For these test on the test machine the cap is 300,000 but you'll find performance
takes a hit around 90,000.
Testing
The requirements are to measure the rate at which a database can be populated with
JSON strings that represent a user’s answers to a questionnaire a la survey. To
isolate the impact of the database on the performance another set of tests will
be run without any data access.
Many tests were run but only a single test run was used for the chart. There were
a few runs that had huge discrepancies that I can only attribute to the environment,
maybe IDE, maybe machine. The results in this document were from the last run that
I made with as clean an environment as I could manage on my notebook.
Tests were run on Windows 7 Vaio, i5 - PCG-81411L
Rate of REST requests
A measure of how well the different implementations handle 30,000 requests
Rate of REST requests with MongoDB inserts
A measure of how well the different implementations handle 30,000 requests and subsequent
MongoDB insertions in both single insert and batch insert mode.
The batch size chosen will have an impact with diminishing returns as the size increases.
The sweet spot for these tests were different for the different REST servers. rapid-rest
preferred 4, while restify
ran best with a batch size of 12. The significance of this trial is how it affects
the architecture of applications using MongoDB on NodeJS. The results suggest that
near doubling of insertion rate is possible when caching the instructions at the
collection level.
REST request processing above the baseline
A measure of the excess processing required to respond to a REST request.

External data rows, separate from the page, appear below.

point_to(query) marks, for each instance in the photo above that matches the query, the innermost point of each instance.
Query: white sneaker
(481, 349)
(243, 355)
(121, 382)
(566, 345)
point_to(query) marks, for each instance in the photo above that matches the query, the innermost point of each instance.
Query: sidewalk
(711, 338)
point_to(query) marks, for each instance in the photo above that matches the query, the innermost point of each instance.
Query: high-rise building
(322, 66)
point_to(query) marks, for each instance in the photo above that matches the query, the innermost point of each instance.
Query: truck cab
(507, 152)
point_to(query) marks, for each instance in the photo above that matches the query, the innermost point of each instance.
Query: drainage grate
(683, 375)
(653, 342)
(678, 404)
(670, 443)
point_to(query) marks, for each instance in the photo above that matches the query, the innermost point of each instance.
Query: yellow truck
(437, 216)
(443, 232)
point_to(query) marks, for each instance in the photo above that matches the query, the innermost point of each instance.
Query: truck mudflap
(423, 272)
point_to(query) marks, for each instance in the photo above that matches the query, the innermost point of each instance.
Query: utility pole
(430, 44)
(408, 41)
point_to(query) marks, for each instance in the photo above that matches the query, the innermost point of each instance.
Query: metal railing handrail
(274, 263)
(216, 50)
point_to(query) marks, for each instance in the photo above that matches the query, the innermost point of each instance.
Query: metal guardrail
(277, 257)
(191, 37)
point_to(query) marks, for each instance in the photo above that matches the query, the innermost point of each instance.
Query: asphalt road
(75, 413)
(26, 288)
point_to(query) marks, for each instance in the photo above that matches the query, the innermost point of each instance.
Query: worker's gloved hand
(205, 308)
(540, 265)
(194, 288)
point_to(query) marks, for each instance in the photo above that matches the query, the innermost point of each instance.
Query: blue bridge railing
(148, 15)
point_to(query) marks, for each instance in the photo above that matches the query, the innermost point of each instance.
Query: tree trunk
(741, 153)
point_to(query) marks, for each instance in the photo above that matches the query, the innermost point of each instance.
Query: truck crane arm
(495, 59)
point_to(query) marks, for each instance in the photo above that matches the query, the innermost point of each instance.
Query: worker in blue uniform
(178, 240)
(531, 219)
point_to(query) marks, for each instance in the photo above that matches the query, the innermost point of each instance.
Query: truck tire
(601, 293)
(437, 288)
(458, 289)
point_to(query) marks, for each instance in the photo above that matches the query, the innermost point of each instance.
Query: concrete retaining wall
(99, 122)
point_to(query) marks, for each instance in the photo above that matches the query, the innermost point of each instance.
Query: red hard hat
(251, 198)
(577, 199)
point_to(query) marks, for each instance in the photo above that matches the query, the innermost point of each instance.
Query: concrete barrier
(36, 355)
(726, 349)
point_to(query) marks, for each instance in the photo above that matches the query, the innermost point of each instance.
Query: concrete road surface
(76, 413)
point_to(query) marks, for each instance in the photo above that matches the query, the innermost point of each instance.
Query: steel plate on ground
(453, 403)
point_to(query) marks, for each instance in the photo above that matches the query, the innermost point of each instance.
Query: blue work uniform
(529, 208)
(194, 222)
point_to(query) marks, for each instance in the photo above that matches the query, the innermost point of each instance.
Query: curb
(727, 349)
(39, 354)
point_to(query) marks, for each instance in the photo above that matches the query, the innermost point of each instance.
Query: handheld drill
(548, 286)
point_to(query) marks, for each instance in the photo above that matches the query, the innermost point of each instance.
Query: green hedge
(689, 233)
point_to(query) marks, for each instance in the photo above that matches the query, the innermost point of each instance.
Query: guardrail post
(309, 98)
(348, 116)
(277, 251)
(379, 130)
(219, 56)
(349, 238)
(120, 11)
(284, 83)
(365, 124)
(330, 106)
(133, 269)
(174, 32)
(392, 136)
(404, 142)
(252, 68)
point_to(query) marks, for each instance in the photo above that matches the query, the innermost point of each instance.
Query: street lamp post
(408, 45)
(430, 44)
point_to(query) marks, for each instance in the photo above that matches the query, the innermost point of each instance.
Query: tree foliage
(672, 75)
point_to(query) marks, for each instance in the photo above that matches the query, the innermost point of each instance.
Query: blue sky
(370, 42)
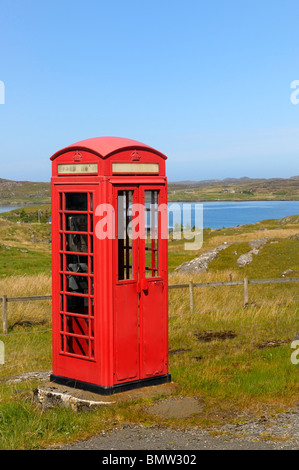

* NB: Attaining the little red line is what is what this trial was all about
This chart shows what can be achieved when writing targeted versus generic code.
Obviously rapid-rest supports REST so it has a generic interface however it does
not support Content-Types beyond "application/json" and the error support
mechanism should have a once over.
REST and MongoDB request processing above the baseline
A measure of the excess processing required to respond to a REST request that inserts
a single document into a MongoDB database.
* Another little red line to be proud of
This chart completes the picture. The entire vertical of processing a REST request
that inserts into MongoDB and the overhead incurred by the REST servers involved
in the trial.
It's over. Now what?
What's the lesson?
Generate concise functions in advance
I did not dissect any of the code behind
restify or journey, but
I know that the performance difference has everything to do with the number of lines
running when a request is made(Javascript is parsed after all). In the case of the
REST server architecture, we have a great advantage in the fact that the server
is configured in advance. It's here that the request parsing functions should be
generated to do the minimum amount of work.
Batch mongo inserts
A spin off result of this benchmark was figuring out how to improve mongo throughput
by sending arrays of objects. If you bother running the benchmarks and do the calculations
you'll find a 300% improvement for rapid-rest and 200% for
journey and restify
above the baseline results. The optimum batch size appears to be more than 4 but
less than 15 which is great if you're developing with a cache.
Might have to avoid mongo upserts when possible (needs further investigation)
Even though the non-safe mode upsert speeds were just as fast as the insert, MongoDB
continued spinning well after the response was received. This excess consumption
appears non-linear, with smaller tests generating none while the 30,000 iteration
tests added a substantial amount. As the database is dropped before every test I
can only attribute this slowness to searching through existing items. I did not
add an index to the collections which may cure this problem.
Which is the better REST server?
That all depends on what you're looking for. If you need a full featured REST server
that has a proven track record and numerous contributors that have probably squashed
most of the bugs then you'll probably want to choose either restify or journey. If
you're a programmer looking to eke out a few MIPS to impress the boss and you have
a simple requirement then implementing rapid-rest might get you noticed.